The jewelry box Alan gave me is decorated with the signs of the Zodiac, and it plays Happy Birthday when you open its lid. There’s something so creepy and sad and tender about it. It gives me the chills even these days after the whole wide world got creepy.
Since neither Alan and I were big believers in God before the shit hit the fan — and I certainly was not after – I had no mystical place to take my shit to for comfort or to ask for help in making any good sense of what had happened to us. These things could not come to pass without it twisting up the insides of my brain. If I was okay after all this, I wouldn’t be a human. There are rituals I need to follow through with these days.
In the beginning, there was the ceremony of the jewelry box, winding the key to the music box and letting the notes float over the tines into the quiet, dark late at night when there was no other sound. I’d light a candle in remembrance. Candles were so precious in those first days, and the process felt artful and public even in my solitude, like I was under the lens of some cosmic camera, and I needed to be extra reverent and sacrificial for whoever or whatever was bearing witness.
I took down a lot of trees at first, and the box was full of tags before long. Now, there are so many, I string the tags up on fish line and hang them wall-to-wall like Christmas lights from the ceiling of the main ballroom. And, there were other incarnations of the remembrance ceremony, but I have settled on something that works for me – my own non-denominational, post-apocalyptic mass.
When the mood strikes, I drink a bottle or two of wine, light a joint, put a glittering cocktail dress on my body and a record on the turntable, turn up the volume, and take a spin underneath the swaying tags, sliding back and forth across the parquet floor in socks I looted from the Sock Shop up on Haight.
At night, when the place is all lit up, you can see the strings of tree tags from outside on the street. It looks like Christmas. I like that.
Alan, this shit is for you. I hope you’re looking down and laughing or getting gruff and crabby or whatever. Don’t worry; I don’t need a sign.
Right now, I’m renting an old mansion on Baker just across the street from the Palace of Fine Arts. It’s a lovely view, not too expensive, and a few weeks ago, the landlord offered me the place right out. To be honest, though, I’m not sure I want stay here much longer.

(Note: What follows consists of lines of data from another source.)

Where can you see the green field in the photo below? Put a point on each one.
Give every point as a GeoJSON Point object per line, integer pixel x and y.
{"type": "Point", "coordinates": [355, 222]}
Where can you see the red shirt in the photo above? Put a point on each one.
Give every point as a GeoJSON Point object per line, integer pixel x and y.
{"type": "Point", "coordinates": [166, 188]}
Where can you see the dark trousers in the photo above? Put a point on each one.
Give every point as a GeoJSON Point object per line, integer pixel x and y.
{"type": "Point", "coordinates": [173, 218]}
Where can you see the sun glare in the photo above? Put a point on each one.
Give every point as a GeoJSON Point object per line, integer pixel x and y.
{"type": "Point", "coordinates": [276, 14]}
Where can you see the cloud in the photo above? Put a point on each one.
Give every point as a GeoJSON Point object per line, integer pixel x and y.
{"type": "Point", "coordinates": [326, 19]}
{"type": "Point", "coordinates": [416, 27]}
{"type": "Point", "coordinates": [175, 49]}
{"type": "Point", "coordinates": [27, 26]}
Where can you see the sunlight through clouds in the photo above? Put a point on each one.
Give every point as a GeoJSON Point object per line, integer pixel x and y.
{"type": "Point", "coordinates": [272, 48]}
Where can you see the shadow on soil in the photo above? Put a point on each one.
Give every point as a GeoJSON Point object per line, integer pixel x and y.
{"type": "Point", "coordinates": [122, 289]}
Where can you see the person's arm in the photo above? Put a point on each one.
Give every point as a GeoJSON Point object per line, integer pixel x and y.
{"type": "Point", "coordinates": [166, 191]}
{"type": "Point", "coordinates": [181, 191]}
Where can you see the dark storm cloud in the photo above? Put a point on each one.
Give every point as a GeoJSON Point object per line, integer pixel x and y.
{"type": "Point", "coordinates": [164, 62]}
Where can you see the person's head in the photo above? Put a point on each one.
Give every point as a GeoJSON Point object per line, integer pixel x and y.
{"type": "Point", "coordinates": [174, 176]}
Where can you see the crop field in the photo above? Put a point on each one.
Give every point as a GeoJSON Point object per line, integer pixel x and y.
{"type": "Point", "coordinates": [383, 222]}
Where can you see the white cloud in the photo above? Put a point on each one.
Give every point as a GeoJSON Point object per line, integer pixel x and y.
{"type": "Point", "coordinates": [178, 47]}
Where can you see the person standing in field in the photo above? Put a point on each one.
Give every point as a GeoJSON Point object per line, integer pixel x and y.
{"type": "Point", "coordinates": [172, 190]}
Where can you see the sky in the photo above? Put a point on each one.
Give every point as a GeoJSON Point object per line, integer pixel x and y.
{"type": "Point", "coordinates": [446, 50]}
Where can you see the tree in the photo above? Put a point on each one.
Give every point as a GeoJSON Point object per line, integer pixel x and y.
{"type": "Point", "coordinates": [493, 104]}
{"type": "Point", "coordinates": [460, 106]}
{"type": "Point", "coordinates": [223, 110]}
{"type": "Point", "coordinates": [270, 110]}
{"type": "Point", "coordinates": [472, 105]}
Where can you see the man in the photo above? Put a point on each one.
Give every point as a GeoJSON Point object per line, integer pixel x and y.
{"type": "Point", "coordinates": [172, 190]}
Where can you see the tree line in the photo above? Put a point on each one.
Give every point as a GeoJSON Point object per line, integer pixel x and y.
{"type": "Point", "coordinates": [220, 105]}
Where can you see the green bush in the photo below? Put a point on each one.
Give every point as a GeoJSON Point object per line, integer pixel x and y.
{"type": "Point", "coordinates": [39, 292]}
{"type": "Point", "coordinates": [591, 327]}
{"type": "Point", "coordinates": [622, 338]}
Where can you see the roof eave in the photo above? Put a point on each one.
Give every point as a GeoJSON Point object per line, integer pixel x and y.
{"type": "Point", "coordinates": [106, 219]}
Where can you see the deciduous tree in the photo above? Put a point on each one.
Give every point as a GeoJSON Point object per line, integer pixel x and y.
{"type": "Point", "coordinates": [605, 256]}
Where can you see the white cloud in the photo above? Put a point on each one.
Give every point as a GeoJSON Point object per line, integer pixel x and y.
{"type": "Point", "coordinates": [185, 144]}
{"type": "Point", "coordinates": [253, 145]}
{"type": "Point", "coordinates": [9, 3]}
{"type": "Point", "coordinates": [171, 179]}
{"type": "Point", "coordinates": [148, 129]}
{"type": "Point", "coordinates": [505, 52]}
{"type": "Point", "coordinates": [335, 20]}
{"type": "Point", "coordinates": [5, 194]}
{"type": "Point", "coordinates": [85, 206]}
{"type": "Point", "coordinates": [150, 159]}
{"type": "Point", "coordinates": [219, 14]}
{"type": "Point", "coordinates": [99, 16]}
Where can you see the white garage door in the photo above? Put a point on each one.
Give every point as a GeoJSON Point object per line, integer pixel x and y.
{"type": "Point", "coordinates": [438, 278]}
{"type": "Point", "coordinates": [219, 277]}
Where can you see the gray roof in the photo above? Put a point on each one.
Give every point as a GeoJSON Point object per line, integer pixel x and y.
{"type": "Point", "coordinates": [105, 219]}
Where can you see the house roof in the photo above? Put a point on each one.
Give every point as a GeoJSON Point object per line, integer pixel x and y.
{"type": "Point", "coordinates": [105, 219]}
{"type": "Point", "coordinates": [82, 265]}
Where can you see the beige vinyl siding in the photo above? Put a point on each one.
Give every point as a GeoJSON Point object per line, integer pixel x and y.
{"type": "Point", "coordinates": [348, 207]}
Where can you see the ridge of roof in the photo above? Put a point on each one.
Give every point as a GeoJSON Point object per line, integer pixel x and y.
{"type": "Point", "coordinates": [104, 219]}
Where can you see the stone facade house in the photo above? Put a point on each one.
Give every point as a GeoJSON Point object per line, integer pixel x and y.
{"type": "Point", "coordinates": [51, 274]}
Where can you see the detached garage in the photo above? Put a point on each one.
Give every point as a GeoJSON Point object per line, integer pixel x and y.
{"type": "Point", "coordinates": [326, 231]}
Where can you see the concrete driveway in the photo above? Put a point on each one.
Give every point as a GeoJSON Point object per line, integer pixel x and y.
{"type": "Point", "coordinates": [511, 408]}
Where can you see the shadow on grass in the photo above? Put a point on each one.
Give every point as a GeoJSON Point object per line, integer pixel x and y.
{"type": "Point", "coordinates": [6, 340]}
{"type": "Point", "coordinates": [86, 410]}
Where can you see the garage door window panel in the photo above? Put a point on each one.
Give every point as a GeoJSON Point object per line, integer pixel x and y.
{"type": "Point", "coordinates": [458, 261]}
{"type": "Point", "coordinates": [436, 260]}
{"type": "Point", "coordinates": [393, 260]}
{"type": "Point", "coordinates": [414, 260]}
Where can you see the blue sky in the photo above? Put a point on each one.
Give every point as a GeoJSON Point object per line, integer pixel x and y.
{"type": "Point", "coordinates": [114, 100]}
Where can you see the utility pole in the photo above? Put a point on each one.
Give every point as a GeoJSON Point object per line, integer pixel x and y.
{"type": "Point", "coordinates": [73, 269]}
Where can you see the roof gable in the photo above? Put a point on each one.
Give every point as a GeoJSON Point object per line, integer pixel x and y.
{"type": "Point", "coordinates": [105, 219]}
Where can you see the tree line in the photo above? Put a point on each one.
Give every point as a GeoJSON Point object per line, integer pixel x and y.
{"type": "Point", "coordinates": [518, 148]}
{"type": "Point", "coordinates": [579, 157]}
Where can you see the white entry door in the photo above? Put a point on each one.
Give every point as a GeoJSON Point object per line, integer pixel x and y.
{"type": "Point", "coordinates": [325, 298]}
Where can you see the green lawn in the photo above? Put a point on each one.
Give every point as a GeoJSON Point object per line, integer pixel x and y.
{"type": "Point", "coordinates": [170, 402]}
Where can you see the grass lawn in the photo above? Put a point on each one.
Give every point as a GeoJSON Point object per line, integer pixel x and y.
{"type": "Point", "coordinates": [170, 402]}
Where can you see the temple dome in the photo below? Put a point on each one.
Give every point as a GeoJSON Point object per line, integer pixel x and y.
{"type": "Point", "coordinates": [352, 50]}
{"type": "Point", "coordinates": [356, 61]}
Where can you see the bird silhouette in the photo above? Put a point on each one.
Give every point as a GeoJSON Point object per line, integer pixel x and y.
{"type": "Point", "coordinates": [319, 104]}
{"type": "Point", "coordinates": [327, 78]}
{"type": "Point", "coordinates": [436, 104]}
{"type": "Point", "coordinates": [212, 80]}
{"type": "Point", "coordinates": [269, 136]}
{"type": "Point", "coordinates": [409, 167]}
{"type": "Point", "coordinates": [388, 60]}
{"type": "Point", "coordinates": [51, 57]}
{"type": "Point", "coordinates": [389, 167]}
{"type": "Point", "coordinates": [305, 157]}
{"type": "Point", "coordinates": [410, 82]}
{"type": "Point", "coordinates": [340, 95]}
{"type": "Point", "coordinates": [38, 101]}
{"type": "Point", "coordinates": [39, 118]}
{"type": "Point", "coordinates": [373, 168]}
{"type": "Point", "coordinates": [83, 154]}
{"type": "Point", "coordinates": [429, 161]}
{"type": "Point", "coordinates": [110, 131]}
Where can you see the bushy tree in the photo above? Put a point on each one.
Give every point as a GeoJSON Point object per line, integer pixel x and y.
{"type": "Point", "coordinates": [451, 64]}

Yesterday, I caught a tourist peeking through the ironwork gate, trying to get a closer look. I had to go out there and shoo him off. Last week, there was that Japanese family taking pictures of the swans down by the water, too. People are traveling again. Things like this are going to happen more often. I don’t like that.

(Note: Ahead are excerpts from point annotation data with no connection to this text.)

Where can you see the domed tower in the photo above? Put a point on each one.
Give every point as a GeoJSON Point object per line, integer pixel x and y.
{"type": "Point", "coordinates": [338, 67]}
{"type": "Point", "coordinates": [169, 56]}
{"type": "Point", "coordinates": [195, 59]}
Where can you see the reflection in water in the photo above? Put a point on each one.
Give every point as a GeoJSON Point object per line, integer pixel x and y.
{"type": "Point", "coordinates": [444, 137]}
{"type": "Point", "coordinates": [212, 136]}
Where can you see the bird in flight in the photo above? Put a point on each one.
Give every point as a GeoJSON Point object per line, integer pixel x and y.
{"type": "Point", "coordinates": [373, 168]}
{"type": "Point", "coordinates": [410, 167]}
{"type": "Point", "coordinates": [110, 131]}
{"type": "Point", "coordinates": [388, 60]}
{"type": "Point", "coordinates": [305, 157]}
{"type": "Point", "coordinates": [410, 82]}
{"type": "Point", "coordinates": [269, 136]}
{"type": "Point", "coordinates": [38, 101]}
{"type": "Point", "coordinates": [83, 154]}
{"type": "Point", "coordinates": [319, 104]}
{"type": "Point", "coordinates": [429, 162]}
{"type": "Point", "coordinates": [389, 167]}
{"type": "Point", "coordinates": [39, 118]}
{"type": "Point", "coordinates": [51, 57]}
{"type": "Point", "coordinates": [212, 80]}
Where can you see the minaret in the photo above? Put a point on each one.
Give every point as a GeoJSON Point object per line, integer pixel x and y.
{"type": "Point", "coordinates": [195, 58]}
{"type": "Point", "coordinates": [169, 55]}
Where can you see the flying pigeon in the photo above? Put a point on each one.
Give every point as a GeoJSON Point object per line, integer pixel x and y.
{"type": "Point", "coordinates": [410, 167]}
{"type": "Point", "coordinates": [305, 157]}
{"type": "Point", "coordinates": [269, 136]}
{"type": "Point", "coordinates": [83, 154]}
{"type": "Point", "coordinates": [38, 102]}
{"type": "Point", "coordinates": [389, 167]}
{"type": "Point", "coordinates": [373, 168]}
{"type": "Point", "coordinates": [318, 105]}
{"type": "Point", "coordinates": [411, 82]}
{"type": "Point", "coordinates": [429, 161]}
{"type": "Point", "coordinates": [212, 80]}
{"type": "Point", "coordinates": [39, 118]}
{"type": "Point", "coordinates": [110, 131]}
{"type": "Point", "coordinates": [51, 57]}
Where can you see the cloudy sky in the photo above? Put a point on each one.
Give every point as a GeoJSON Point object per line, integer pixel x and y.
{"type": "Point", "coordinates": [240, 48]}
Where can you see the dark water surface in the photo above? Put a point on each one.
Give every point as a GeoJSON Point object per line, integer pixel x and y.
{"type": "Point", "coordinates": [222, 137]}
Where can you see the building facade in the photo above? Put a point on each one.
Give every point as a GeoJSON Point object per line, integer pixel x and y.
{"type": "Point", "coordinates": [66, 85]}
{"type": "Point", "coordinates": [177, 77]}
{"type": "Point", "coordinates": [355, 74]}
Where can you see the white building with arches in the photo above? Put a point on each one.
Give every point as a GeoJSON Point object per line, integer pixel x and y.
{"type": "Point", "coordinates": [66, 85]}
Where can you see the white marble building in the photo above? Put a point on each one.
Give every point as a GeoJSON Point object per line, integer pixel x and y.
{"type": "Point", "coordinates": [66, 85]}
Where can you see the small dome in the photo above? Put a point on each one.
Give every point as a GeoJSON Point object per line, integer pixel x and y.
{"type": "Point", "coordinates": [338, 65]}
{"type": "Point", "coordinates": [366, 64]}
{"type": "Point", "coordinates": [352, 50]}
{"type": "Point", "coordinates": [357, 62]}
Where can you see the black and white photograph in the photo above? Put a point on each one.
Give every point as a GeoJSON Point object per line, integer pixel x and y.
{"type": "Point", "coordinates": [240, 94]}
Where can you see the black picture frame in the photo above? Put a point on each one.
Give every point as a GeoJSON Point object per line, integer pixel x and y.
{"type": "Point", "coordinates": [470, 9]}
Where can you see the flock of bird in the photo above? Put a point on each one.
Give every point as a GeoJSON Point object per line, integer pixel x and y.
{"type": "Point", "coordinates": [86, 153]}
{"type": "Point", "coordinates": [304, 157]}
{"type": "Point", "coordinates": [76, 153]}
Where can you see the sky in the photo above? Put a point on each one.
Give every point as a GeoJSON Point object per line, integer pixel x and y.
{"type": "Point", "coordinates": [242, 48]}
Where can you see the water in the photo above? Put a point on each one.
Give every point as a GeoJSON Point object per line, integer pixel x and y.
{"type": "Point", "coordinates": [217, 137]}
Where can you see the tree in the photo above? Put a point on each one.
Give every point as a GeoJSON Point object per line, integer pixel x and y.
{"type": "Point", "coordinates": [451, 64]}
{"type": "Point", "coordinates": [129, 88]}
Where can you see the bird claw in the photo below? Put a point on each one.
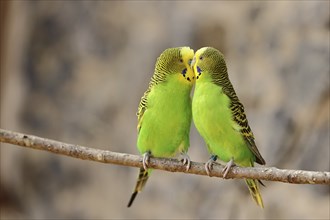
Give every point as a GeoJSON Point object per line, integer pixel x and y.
{"type": "Point", "coordinates": [226, 169]}
{"type": "Point", "coordinates": [146, 159]}
{"type": "Point", "coordinates": [185, 160]}
{"type": "Point", "coordinates": [209, 164]}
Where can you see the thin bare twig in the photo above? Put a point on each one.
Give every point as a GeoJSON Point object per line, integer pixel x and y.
{"type": "Point", "coordinates": [172, 165]}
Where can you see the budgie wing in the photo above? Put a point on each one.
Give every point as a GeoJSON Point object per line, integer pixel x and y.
{"type": "Point", "coordinates": [240, 118]}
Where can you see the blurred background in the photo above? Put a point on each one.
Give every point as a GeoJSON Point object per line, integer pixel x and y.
{"type": "Point", "coordinates": [75, 71]}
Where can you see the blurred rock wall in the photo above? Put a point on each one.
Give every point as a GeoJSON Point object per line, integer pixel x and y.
{"type": "Point", "coordinates": [75, 71]}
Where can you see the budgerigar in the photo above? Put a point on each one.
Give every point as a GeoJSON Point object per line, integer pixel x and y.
{"type": "Point", "coordinates": [164, 113]}
{"type": "Point", "coordinates": [220, 119]}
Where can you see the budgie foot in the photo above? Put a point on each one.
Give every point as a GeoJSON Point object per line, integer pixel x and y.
{"type": "Point", "coordinates": [227, 167]}
{"type": "Point", "coordinates": [209, 164]}
{"type": "Point", "coordinates": [185, 160]}
{"type": "Point", "coordinates": [145, 160]}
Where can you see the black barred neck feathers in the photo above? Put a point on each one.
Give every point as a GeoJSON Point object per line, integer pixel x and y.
{"type": "Point", "coordinates": [172, 62]}
{"type": "Point", "coordinates": [210, 61]}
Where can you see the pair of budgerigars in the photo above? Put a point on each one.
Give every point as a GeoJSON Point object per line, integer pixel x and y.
{"type": "Point", "coordinates": [166, 111]}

Way back – before — Alan and I would pass by this same mansion on our way to or from Marina Green. There were easier ways to get there, but we liked to catch the bus up from the edge of Chinatown to Union and Pierce and walk down through the neighborhood pretending it was ours.
“This is really my place,” Alan would always stop and say. He was predictable, if he was anything. We would stare together at the ornate architecture, the ironwork and smile. “I’ve been pretending to be a poor man all along.”
“Can I live here with you?” I would ask. I was also predictable, if anything.
Alan would take my hand in his. “Nope.”
“What about in the dog house out back?”
“No way. That’s where the dog lives.”
“Oh.”
There aren’t any dogs anymore, though.
It turns out, the same thing hit them as hit us. At least that’s what the scientists said, even if they couldn’t explain it, so many of them went down with the ship. We know the virus was harder on the dogs because, at least there are still some of us humans left around.